I sort of mentioned in my last post that I’ve been wrestling with Jesus’ call toward non-violence.  Let me state from the get-go that my issues with it are thinky issues and not practical ones.  As a rule, I don’t attack people, although my right arm has had moments of demon possession wherein it flings itself suicidally at B, usually when he makes one of his hilariously sexist “jokes.”  My arm seems to hate those even more than the rest of me does.  Not sure why.  But other than that, and my penchant for hurling very large objects at very tiny spiders with murderous intent, I’m a fairly peaceful person.  I mean, sometimes I like to imagine myself as some kind of karate queen, kicking butt and taking names, but seeing as how I can’t be bothered to reach for the remote most days (that’s how I end up watching so many infomercials) it’s just not gonna happen.  B is a man of action; I am a woman of napping.

Yet, when I consider the ramifications of adopting a fully pacifist position, my inner Buffy comes out to play.  I know pacifists argue that to eschew violence is not to do nothing.  You can try to block the perpetrator or use your body as a human shield or hug him (yes, hug him!).  Inner Buffy does not like any of those options because when you try and imagine yourself hugging a would-be rapist or standing in front of a gunman with arms spread trying to shield the world, you look really stupid.  Not only is it frightfully unsexy (and this from someone who looks up to Liz Lemon as a paragon of sensuality), but it just doesn’t seem like it would be all that effective.

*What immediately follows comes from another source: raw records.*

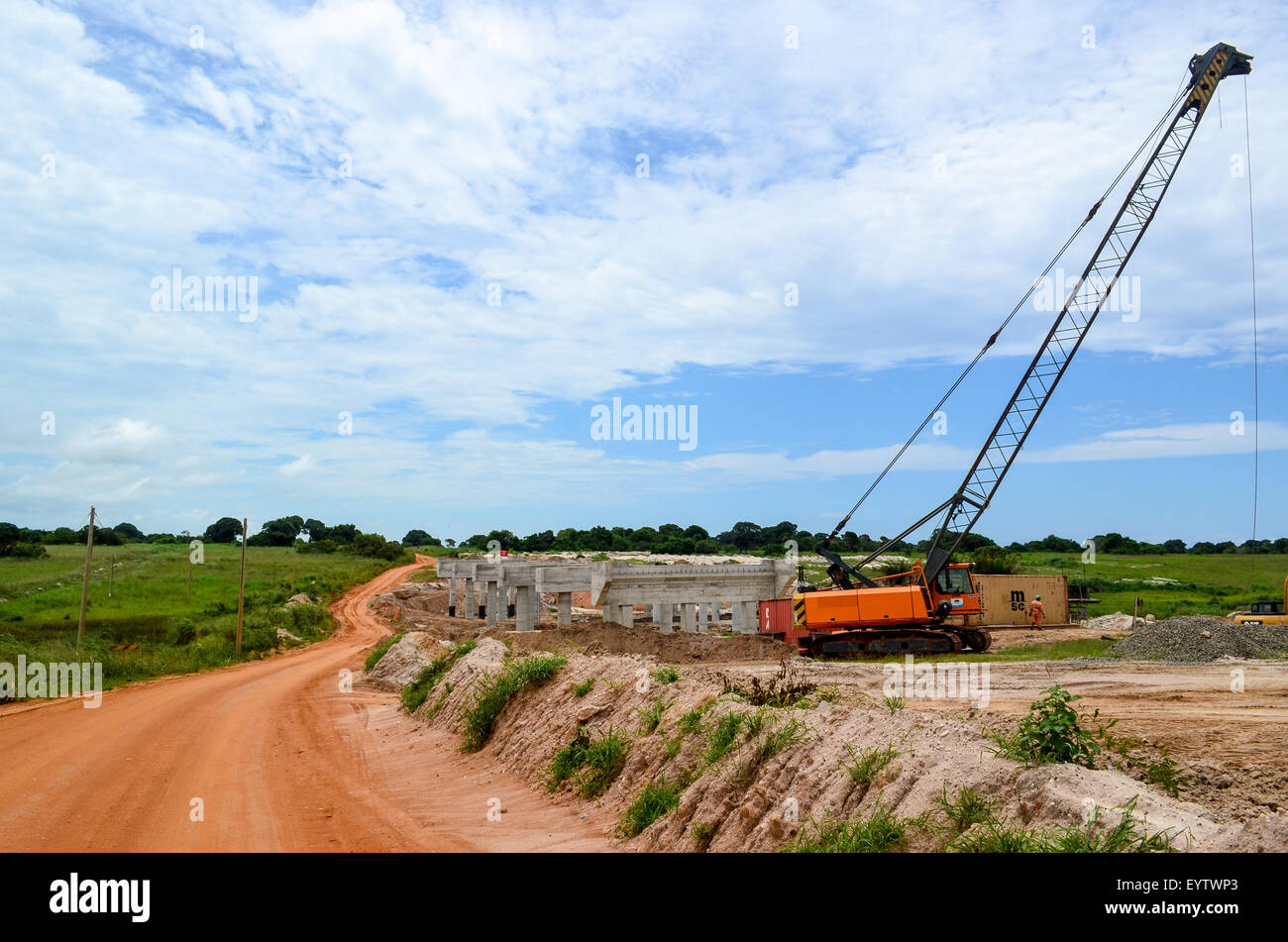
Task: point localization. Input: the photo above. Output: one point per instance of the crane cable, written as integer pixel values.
(1256, 381)
(1019, 304)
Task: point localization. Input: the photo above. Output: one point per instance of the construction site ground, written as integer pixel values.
(1231, 745)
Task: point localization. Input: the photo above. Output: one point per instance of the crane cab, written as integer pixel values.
(954, 589)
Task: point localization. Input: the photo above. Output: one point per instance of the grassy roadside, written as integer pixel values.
(149, 605)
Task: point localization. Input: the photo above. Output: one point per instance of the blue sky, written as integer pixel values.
(456, 248)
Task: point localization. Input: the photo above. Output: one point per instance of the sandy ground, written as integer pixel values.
(279, 757)
(1232, 744)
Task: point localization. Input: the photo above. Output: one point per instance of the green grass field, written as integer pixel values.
(1170, 584)
(150, 606)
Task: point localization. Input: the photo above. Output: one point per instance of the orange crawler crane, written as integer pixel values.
(872, 615)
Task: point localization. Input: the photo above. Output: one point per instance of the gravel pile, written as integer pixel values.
(1181, 640)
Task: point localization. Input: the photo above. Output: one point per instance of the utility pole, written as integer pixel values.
(89, 552)
(241, 588)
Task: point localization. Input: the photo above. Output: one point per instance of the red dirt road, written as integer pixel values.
(281, 760)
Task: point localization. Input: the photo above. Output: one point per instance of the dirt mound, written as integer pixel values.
(454, 695)
(412, 600)
(675, 648)
(403, 662)
(1119, 622)
(1198, 640)
(786, 767)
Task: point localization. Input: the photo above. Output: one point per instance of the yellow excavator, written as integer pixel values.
(1265, 611)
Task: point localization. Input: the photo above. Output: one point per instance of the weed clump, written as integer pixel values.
(493, 692)
(1050, 732)
(652, 803)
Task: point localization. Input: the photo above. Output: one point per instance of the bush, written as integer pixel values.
(652, 803)
(1048, 734)
(493, 692)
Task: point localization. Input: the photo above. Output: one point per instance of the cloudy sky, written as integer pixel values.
(471, 226)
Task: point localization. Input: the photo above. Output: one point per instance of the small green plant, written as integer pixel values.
(1166, 774)
(652, 717)
(415, 692)
(866, 764)
(879, 833)
(674, 745)
(1127, 835)
(568, 760)
(652, 803)
(438, 704)
(692, 721)
(1048, 734)
(605, 757)
(381, 649)
(724, 736)
(781, 736)
(591, 764)
(703, 833)
(666, 675)
(967, 808)
(493, 692)
(997, 837)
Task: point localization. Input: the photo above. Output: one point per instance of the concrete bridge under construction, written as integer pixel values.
(501, 588)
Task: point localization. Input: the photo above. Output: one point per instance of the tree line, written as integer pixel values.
(743, 537)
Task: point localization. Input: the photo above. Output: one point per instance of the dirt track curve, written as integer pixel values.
(281, 760)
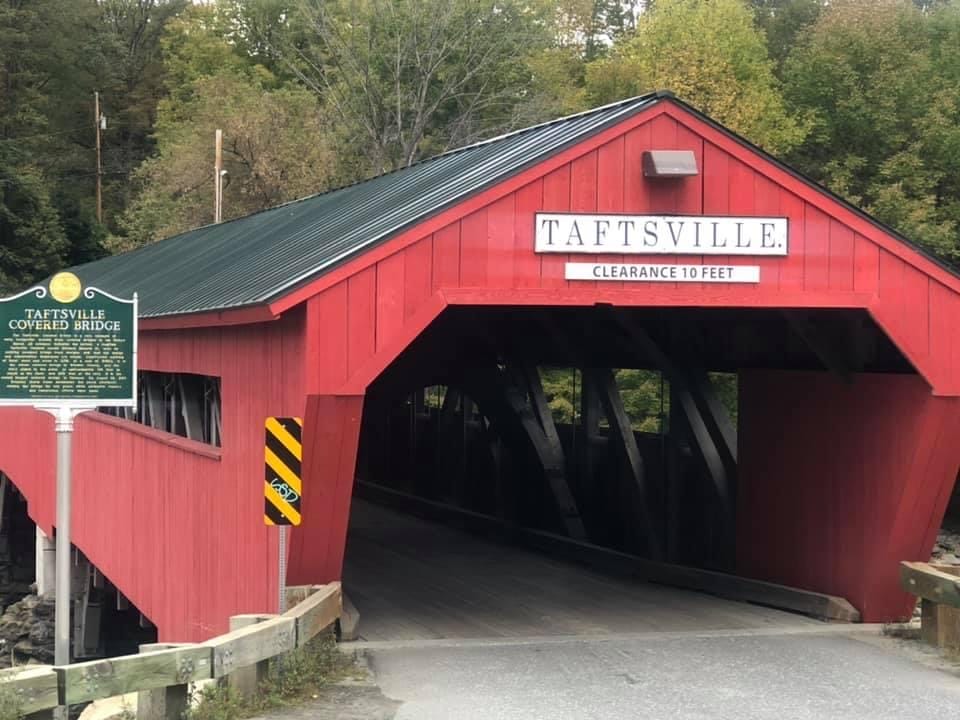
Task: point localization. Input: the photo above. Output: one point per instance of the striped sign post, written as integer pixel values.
(282, 486)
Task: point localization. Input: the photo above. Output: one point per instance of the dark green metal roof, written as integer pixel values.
(256, 259)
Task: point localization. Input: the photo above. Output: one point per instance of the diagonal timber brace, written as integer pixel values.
(604, 384)
(708, 443)
(515, 397)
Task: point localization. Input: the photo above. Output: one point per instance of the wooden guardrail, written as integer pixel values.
(161, 674)
(938, 587)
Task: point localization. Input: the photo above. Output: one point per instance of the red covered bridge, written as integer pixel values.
(342, 307)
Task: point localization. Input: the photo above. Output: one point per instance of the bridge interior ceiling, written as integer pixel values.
(719, 340)
(483, 448)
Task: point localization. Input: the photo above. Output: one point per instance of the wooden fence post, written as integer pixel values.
(168, 703)
(246, 680)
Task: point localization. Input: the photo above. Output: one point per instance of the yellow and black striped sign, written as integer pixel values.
(283, 455)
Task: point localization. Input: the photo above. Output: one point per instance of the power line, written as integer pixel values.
(49, 134)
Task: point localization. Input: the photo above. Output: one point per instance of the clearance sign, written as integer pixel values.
(571, 234)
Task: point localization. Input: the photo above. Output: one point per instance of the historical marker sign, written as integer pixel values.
(65, 345)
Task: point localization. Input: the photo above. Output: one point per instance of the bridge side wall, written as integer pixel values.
(175, 524)
(839, 483)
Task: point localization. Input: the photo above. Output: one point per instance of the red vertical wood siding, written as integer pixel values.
(176, 525)
(837, 484)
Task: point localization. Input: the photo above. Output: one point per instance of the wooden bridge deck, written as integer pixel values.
(413, 580)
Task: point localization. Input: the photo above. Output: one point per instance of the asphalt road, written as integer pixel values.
(741, 675)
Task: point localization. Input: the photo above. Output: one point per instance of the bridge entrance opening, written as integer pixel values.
(523, 470)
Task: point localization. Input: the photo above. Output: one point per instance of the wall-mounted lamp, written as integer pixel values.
(669, 163)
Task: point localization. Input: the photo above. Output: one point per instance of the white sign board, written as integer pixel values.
(635, 272)
(660, 234)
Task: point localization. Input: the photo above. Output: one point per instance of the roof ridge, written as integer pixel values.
(424, 161)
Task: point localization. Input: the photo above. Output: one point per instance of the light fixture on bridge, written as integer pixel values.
(669, 163)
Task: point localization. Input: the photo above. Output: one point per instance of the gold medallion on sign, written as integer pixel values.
(65, 287)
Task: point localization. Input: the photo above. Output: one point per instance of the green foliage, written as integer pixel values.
(863, 95)
(10, 706)
(406, 79)
(881, 81)
(301, 674)
(645, 398)
(782, 20)
(711, 54)
(276, 140)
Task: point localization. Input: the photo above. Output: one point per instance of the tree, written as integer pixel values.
(711, 55)
(408, 78)
(32, 239)
(783, 20)
(881, 81)
(275, 145)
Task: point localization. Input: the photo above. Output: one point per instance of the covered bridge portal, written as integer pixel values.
(464, 274)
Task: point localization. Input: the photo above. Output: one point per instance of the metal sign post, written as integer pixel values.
(66, 349)
(282, 485)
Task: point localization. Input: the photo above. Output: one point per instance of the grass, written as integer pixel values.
(10, 706)
(303, 674)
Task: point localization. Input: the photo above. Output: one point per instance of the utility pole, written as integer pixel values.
(97, 125)
(217, 177)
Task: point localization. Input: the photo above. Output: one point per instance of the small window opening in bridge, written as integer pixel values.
(179, 403)
(645, 395)
(18, 537)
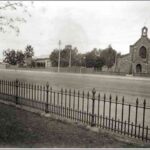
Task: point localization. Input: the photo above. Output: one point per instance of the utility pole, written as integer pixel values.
(70, 59)
(59, 43)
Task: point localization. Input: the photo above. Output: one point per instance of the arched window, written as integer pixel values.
(142, 52)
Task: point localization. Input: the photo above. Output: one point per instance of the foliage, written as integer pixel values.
(64, 57)
(12, 20)
(29, 52)
(108, 56)
(20, 57)
(10, 56)
(93, 59)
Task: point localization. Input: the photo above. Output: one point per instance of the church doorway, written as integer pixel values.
(138, 68)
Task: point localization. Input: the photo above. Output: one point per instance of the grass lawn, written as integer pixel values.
(19, 128)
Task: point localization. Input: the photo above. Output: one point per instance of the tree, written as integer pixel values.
(11, 21)
(10, 57)
(20, 57)
(29, 52)
(13, 57)
(108, 55)
(65, 56)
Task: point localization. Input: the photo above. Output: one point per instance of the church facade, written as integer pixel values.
(138, 60)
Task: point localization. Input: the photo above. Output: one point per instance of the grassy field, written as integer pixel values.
(130, 87)
(19, 128)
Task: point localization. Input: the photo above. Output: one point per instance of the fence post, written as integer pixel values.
(16, 91)
(93, 105)
(47, 94)
(144, 106)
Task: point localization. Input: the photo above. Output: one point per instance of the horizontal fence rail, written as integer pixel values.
(90, 108)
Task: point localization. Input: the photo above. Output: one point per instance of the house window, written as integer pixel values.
(142, 52)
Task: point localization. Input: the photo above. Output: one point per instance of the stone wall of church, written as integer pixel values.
(137, 59)
(124, 64)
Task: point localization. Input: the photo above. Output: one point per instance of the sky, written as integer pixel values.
(83, 24)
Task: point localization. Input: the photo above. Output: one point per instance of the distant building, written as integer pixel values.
(42, 62)
(28, 61)
(138, 60)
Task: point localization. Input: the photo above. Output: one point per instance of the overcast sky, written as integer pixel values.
(85, 25)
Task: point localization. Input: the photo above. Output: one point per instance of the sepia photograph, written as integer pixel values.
(74, 74)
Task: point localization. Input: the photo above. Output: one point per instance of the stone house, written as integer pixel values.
(138, 60)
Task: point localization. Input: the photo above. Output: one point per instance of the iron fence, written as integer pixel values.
(90, 108)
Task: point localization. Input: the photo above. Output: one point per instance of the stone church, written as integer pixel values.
(138, 60)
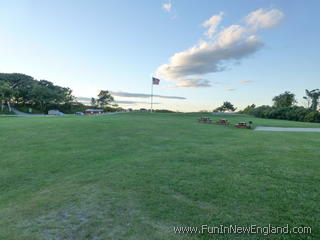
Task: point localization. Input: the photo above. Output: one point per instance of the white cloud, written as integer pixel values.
(263, 18)
(212, 24)
(167, 6)
(229, 45)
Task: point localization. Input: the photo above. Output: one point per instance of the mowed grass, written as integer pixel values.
(139, 175)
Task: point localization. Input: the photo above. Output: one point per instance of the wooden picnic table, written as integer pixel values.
(223, 122)
(242, 125)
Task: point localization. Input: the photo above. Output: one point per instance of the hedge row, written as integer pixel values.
(288, 113)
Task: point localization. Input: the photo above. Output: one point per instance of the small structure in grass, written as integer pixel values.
(204, 120)
(223, 122)
(93, 111)
(242, 125)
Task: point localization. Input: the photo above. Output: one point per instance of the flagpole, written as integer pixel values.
(151, 95)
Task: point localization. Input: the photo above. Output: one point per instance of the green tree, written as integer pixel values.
(93, 102)
(286, 99)
(5, 95)
(226, 106)
(313, 95)
(104, 98)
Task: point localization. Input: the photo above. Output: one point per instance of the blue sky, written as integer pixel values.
(118, 45)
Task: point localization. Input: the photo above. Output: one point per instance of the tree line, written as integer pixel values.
(23, 91)
(284, 107)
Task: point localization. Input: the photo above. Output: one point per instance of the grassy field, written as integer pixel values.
(139, 175)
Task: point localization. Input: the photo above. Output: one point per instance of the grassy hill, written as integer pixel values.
(138, 175)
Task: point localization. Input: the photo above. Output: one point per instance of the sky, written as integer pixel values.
(204, 52)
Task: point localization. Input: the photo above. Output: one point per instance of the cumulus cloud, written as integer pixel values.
(245, 81)
(212, 24)
(167, 6)
(263, 18)
(231, 44)
(86, 100)
(143, 95)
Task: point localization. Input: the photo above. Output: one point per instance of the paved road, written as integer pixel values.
(281, 129)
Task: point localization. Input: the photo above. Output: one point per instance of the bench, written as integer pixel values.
(204, 120)
(242, 125)
(223, 122)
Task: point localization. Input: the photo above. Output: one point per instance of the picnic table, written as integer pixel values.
(223, 122)
(242, 125)
(204, 120)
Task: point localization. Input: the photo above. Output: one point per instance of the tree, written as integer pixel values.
(285, 99)
(313, 95)
(93, 102)
(5, 95)
(226, 106)
(104, 98)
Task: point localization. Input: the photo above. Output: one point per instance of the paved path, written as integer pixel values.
(281, 129)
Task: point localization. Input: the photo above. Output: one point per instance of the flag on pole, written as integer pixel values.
(155, 81)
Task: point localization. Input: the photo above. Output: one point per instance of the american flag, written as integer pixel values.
(155, 81)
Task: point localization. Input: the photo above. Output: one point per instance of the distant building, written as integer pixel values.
(93, 111)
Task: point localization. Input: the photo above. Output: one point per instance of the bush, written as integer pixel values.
(287, 113)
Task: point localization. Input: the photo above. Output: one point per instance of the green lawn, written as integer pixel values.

As I noted last time, I also have issues figuring out how society could function absent some sort of enforcement mechanism to lock up criminals and deter crime.  I haven’t been able to figure out how pacifists get around this or even if they do.  As a pacifist, if I saw someone beating up a skinny, defenseless IT guy (that’s for you, B) my religion would disallow me from calling the police.  It makes no sense to call for someone else to come and utilize the violence that I believe is wrong.  I guess I could go hug the attacker, but realistically that would only buy the IT guy a few seconds because I’m a bad hugger, and I can’t take a punch.  At this point I’m left to wonder if this is the best way to show love to those who are at the greatest risk of being victimized and oppressed–women, children, furry animals, and muscle-challenged men.  I wonder what Jesus’ parable of the Good Samaritan would have looked like if the three travelers had come across the Samaritan while he was in the process of being beat down rather than in the aftermath.  Let’s say one of the passersby tries to convince the evildoers to desist using persuasive language, another throws his body into the fray and gets beat up along with the Samaritan, and the third pulls out an AK-47 and goes to town on the criminal element.  Which one is showing Christlike love?  Is violence ever justified?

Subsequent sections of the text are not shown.